Khan Academy DNA video

DNA stands for deoxyribonucleic acid. separate it into deoxy ribo nucleic acid.


In DNA, the bases are:

  • adenosine (A)
  • cytosine (C)
  • guanine (G)
  • thymine (T)

Pyrimidines include cytosine (C) and thymine (T).

Purines include adenosine (A) and guanine (G).

Each of these bases is a nucleotide (nt)

DNA contains coded information. It is a linear sequence of base pairs. The sequence is known as the nucleotide sequence of base sequence.

Ends of chain a called 3' and 5'. When reading the base letters, start from the 5' end.

There are 3 billion base pairs in a human DNA.

Each base has a complement and forms a "base pair"


DNA is made of 2 strands that complement each other.

Structure is a 'double helix'. i.e. twisted ladder.

On each rung of the ladder, bases complement each other. Adenine pairs with thymine, and guanine pairs with cytosine.

There are 2 hydrogen bonds between A and T, and 3 hydrogen bonds between C and G.

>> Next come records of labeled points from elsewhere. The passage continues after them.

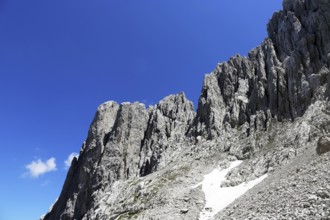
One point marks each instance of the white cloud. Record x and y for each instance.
(38, 167)
(68, 161)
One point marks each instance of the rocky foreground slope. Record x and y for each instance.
(269, 109)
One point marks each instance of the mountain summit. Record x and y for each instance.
(256, 148)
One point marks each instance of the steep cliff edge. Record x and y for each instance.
(268, 109)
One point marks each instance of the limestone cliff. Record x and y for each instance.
(268, 109)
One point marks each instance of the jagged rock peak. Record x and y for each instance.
(278, 80)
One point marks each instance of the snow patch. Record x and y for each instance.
(217, 198)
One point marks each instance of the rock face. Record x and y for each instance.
(269, 109)
(323, 145)
(123, 141)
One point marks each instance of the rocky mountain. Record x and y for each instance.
(268, 110)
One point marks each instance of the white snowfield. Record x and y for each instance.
(217, 198)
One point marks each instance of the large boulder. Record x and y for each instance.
(323, 145)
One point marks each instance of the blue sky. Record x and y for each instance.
(60, 59)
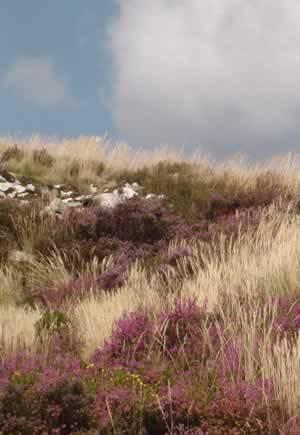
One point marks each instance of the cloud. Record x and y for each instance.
(35, 79)
(220, 77)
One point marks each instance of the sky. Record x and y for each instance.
(215, 77)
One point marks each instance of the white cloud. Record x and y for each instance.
(35, 79)
(223, 75)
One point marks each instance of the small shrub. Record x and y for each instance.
(43, 158)
(14, 152)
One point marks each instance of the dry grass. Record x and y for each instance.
(258, 265)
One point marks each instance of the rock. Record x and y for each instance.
(20, 189)
(66, 194)
(56, 206)
(4, 187)
(72, 203)
(107, 200)
(30, 188)
(24, 179)
(136, 186)
(20, 256)
(81, 197)
(93, 188)
(128, 193)
(8, 176)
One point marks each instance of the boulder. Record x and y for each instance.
(107, 200)
(56, 206)
(6, 186)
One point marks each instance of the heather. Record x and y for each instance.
(172, 314)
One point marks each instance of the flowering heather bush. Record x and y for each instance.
(287, 322)
(79, 287)
(132, 385)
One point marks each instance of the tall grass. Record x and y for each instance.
(239, 280)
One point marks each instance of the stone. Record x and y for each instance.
(93, 188)
(66, 194)
(107, 200)
(20, 189)
(30, 188)
(128, 193)
(56, 206)
(4, 187)
(136, 186)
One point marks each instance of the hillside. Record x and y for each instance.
(147, 294)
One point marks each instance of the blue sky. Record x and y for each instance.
(70, 43)
(216, 77)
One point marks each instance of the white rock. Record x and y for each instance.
(80, 198)
(67, 200)
(20, 189)
(66, 194)
(4, 187)
(93, 188)
(30, 188)
(107, 200)
(136, 186)
(73, 203)
(128, 193)
(56, 206)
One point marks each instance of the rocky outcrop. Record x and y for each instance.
(23, 189)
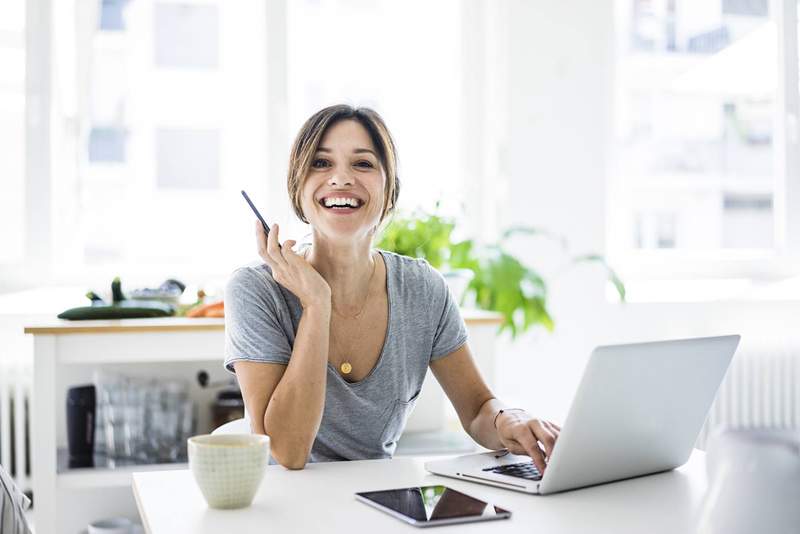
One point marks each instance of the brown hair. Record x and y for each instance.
(307, 142)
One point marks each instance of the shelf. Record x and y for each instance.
(103, 475)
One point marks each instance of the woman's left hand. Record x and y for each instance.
(521, 433)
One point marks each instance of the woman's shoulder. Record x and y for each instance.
(412, 271)
(253, 278)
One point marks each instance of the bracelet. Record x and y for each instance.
(506, 410)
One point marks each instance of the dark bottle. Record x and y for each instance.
(81, 406)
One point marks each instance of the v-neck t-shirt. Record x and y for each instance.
(361, 420)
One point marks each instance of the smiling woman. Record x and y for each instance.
(331, 346)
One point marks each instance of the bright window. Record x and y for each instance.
(12, 131)
(700, 170)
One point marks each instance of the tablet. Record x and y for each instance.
(427, 506)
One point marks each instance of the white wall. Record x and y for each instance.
(560, 71)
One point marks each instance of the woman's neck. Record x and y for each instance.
(346, 267)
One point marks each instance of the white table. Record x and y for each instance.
(320, 499)
(65, 353)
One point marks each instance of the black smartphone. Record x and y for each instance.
(260, 218)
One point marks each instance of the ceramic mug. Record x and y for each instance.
(228, 468)
(113, 525)
(754, 482)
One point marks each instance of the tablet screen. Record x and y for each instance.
(432, 504)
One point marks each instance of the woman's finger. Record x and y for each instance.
(543, 435)
(524, 436)
(261, 243)
(553, 428)
(273, 247)
(287, 249)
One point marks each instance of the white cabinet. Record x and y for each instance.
(66, 353)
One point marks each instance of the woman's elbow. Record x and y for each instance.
(291, 457)
(291, 461)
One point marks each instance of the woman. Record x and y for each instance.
(331, 345)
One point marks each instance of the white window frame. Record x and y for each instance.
(485, 135)
(648, 267)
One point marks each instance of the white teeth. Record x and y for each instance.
(341, 201)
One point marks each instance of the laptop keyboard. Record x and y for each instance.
(524, 470)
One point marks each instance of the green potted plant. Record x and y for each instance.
(499, 281)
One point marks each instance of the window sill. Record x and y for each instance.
(709, 290)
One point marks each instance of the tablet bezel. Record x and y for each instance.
(505, 514)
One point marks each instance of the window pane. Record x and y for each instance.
(12, 131)
(695, 108)
(175, 126)
(187, 159)
(413, 82)
(186, 36)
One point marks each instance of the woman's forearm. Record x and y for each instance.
(482, 429)
(294, 412)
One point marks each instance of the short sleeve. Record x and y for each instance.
(451, 332)
(254, 330)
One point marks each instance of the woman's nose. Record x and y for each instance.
(340, 177)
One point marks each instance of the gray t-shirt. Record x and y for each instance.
(361, 420)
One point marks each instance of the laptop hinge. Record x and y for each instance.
(493, 481)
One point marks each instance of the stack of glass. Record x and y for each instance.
(142, 420)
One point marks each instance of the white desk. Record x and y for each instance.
(320, 499)
(66, 353)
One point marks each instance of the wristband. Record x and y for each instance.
(505, 410)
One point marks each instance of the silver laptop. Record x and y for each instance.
(638, 410)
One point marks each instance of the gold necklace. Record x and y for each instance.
(346, 367)
(366, 298)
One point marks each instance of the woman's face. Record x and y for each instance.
(343, 194)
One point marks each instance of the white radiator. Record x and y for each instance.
(15, 386)
(761, 390)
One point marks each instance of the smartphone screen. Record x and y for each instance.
(432, 505)
(260, 218)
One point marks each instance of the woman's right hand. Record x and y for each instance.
(291, 270)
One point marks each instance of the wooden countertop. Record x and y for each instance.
(169, 324)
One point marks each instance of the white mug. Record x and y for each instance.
(113, 525)
(753, 483)
(228, 468)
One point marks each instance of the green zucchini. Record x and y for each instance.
(120, 308)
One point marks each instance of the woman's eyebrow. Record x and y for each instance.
(356, 151)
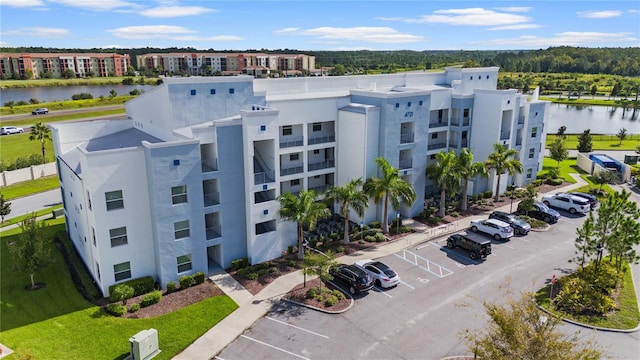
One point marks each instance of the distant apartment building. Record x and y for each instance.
(190, 181)
(54, 65)
(255, 64)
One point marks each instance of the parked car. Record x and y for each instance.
(382, 275)
(540, 211)
(500, 230)
(568, 202)
(476, 247)
(520, 227)
(40, 111)
(593, 200)
(354, 277)
(8, 130)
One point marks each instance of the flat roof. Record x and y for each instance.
(123, 139)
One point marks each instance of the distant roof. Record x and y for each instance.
(122, 139)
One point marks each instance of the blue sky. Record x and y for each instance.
(320, 25)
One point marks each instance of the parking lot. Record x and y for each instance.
(440, 294)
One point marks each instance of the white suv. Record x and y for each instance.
(500, 230)
(571, 203)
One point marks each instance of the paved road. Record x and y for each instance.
(28, 204)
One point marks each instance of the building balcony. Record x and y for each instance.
(291, 142)
(212, 199)
(322, 139)
(406, 138)
(321, 165)
(291, 170)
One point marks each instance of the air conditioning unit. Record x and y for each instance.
(144, 345)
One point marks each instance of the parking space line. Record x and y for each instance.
(274, 347)
(296, 327)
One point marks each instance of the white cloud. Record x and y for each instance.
(38, 32)
(471, 17)
(98, 5)
(570, 38)
(175, 11)
(361, 33)
(21, 3)
(599, 14)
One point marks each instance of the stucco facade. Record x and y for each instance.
(196, 168)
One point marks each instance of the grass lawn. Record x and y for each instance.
(30, 187)
(57, 323)
(625, 317)
(19, 145)
(601, 142)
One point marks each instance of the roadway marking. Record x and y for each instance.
(274, 347)
(296, 327)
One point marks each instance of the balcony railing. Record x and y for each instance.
(214, 231)
(321, 165)
(322, 139)
(405, 164)
(406, 138)
(291, 142)
(291, 170)
(209, 165)
(211, 199)
(436, 146)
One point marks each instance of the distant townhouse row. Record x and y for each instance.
(54, 65)
(255, 64)
(190, 181)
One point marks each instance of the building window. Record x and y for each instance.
(118, 236)
(181, 229)
(179, 194)
(184, 263)
(122, 271)
(114, 200)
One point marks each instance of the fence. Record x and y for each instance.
(31, 173)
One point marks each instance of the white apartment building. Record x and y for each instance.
(189, 181)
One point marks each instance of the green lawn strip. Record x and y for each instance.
(18, 219)
(30, 187)
(57, 323)
(625, 317)
(601, 142)
(19, 145)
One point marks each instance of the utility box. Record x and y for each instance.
(144, 345)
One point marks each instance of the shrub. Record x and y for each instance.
(116, 309)
(198, 277)
(140, 286)
(171, 287)
(186, 281)
(151, 298)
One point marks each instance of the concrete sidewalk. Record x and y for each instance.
(251, 308)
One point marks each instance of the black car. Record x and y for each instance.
(520, 227)
(541, 212)
(354, 277)
(593, 200)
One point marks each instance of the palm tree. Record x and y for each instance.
(389, 188)
(348, 196)
(443, 173)
(304, 210)
(41, 133)
(503, 159)
(467, 169)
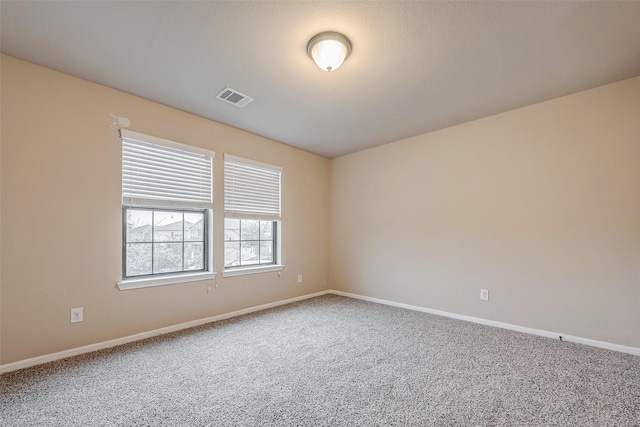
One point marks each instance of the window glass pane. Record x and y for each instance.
(231, 254)
(250, 229)
(167, 257)
(138, 259)
(167, 226)
(138, 225)
(193, 256)
(266, 252)
(266, 230)
(249, 252)
(194, 226)
(231, 229)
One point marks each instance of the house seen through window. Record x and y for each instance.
(252, 213)
(166, 207)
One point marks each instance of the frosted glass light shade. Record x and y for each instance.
(329, 50)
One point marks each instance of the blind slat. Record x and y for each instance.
(171, 173)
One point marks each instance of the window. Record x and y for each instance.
(163, 240)
(166, 211)
(252, 216)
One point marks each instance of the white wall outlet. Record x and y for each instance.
(77, 315)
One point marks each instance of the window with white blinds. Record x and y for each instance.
(158, 172)
(167, 201)
(251, 189)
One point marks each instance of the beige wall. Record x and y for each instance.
(61, 216)
(540, 205)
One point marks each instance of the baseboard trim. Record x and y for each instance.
(555, 335)
(21, 364)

This means if you know the sequence of one strand, you can deduce the sequence of the other strand. The 5' and 3' ends of the strands run in opposite directions, i.e. anti-parallel, so when describing the deduced strand, it is in reverse.

DNA replication

DNA polymerase can synthesize (make) a new complementary DNA strand using an existing DNA strand as a template. One double helix can help create 2 new DNA strands.

DNA is negatively charged due to the phosphate groups. Mg2+ helps stabilise the DNA.

The error rate is approximately 1 in 10^9


The exome is a subset of the genome that codes for proteins. It includes exons. Introns are excluded. DNA fragments that code for proteins can be described as exonic.

In humans, the exome is roughly 1.5% of the genome.